Drawing on historical theories dating back to ancient thinkers, this gesture reduces the landscape to the geometrical frameworks that were used to theorise how it came to exist. The crisp black and white images possess an intentionally timeless quality, harking back to the age of analogue scientific discovery. The landscape is represented as an embodiment of the effort to conceive of the natural world within a mathematical order – the square employed as an instrument of precise measurement.

Several works from a parallel photographic series are also housed within the installation. These images show fragmented views of large, jagged rock formations. Closer inspection reveals that these too are products of deliberate staging: an installation of mirrors positioned at different distances from the object itself has transformed a turbulent landscape into a series of reflections, presenting as a comprehensive geometrical formation. The series evokes the reality of the landscape as an entity in constant flux, beyond the limitations of our senses.

The lower ground oor gallery houses a sculptural work that develops Goudal’s previous investigations into the stereoscope as an early means of presenting photography. A vertical isosceles triangle stands in the centre of the gallery, covered in mirrored panels. Two slide projectors throw what appear to be a series of identical images on to two screens either side of the mirrored triangle. When standing directly in front of the pillar, the two screens are independently reflected into the viewer’s eyes by the two sides of the mirror, allowing the viewer to see a stereoscopic, seemingly three-dimensional image. However, whilst stereoscopic cameras mimic the dual perception of the eyes through capturing two separate images, Goudal’s slides are in fact digital emulations of this effect: on facing the mirror, the viewer realises that each slide presents completely different features of the landscape as protruding. The stereoscope thus reverses the dynamic of Goudal’s other photographs: whereas the staged images transform elaborate fictions into plausible reality through a material trompe l’oeil, her stereoscopes turn reality, or its representation, into a false construct through optical manipulation.

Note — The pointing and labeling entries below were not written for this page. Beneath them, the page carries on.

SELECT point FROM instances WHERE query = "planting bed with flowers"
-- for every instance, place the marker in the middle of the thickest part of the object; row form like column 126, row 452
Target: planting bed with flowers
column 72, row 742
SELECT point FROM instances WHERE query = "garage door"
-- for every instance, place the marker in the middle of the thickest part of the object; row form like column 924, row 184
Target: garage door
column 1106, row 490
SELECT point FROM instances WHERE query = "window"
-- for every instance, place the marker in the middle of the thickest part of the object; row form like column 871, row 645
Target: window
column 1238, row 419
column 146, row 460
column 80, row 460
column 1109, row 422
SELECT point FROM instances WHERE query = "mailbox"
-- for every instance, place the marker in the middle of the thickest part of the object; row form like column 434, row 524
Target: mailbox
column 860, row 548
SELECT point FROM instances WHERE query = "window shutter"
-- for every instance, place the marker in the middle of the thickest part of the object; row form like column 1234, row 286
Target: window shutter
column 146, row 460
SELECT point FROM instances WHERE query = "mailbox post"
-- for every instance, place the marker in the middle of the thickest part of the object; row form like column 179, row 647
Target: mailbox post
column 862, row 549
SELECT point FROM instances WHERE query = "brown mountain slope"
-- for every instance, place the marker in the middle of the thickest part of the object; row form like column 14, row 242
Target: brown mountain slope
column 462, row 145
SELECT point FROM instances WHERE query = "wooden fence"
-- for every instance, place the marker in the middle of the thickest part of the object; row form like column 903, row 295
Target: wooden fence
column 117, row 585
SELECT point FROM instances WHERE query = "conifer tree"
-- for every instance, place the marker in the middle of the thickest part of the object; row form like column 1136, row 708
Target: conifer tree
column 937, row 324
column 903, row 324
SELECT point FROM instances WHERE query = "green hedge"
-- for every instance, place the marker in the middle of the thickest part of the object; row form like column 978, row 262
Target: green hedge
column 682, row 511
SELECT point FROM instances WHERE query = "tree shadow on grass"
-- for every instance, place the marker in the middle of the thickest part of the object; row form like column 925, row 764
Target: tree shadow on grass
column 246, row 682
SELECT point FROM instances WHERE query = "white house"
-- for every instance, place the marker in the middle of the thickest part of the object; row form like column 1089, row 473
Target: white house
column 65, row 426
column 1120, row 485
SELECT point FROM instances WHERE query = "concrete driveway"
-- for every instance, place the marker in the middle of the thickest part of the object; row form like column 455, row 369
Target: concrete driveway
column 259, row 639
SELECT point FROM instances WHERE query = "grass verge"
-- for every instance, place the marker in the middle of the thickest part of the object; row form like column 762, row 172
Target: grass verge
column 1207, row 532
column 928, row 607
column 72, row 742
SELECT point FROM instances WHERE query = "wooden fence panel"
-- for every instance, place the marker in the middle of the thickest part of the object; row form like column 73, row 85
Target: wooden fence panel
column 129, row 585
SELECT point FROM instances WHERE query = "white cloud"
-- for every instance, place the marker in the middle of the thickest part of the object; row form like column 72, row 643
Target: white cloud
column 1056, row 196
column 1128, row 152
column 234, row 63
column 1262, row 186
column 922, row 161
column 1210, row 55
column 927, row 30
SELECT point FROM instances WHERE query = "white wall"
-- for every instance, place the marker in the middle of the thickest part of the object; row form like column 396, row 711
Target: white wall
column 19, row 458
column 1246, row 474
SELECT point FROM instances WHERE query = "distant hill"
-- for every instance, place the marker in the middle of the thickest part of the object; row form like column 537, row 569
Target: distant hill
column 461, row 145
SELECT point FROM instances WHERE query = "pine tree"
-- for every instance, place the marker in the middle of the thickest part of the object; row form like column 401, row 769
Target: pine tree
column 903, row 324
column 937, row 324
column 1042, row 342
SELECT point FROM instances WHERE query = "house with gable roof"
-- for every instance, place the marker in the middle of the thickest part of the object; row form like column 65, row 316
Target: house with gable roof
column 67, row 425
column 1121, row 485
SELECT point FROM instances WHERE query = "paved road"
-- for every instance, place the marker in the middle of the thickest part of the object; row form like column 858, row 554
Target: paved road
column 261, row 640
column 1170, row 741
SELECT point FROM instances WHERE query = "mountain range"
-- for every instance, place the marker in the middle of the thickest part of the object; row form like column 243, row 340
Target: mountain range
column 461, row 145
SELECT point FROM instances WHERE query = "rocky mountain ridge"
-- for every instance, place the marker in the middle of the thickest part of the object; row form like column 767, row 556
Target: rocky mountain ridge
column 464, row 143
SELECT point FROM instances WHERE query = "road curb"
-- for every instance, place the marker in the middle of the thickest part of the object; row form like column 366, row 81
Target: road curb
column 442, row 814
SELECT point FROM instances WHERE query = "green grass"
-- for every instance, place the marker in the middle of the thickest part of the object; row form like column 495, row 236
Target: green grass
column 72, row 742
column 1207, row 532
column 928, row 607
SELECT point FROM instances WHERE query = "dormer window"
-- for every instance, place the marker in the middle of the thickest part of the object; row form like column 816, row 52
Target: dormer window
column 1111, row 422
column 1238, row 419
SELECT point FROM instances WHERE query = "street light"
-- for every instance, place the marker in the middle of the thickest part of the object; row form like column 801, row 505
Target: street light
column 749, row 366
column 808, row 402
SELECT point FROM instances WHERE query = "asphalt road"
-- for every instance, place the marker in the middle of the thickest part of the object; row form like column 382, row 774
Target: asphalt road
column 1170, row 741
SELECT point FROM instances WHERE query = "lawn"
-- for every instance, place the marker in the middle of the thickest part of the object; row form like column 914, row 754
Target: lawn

Noémie Goudal’s recent solo institutional exhibitions include Cinquième Corps at Abbaye de Jumièges (Normandy, France), 2017, and Le Bal (Paris, France), 2016; Southern Light Stations at The Photographer’s Gallery (London, UK), 2016; The Geometrical Determination of the Sunrise at FOAM Museum (Amsterdam, Holland), 2015, and New Art Gallery Walsall (UK), 2014. Forthcoming institutional solo exhibitions include Finnish Museum of Photography (Helsinki, Finland), 2018; Fotogra ska Museet (Stockholm, Sweden), 2018; Musée des Beaux-Arts Le Locle (Switzerland), 2019. Goudal’s work is held in international public collections including FOAM Museum, Fotomuseum Winterthur, Kiran Nadar Museum of Art and Musée de la Roche-Sur-Yon. Goudal has received numerous awards including the ‘Royal College of Art Sustain Award’ (2010) and the HSBC Photography Prize in 2013. Goudal currently lives and works in Paris, France.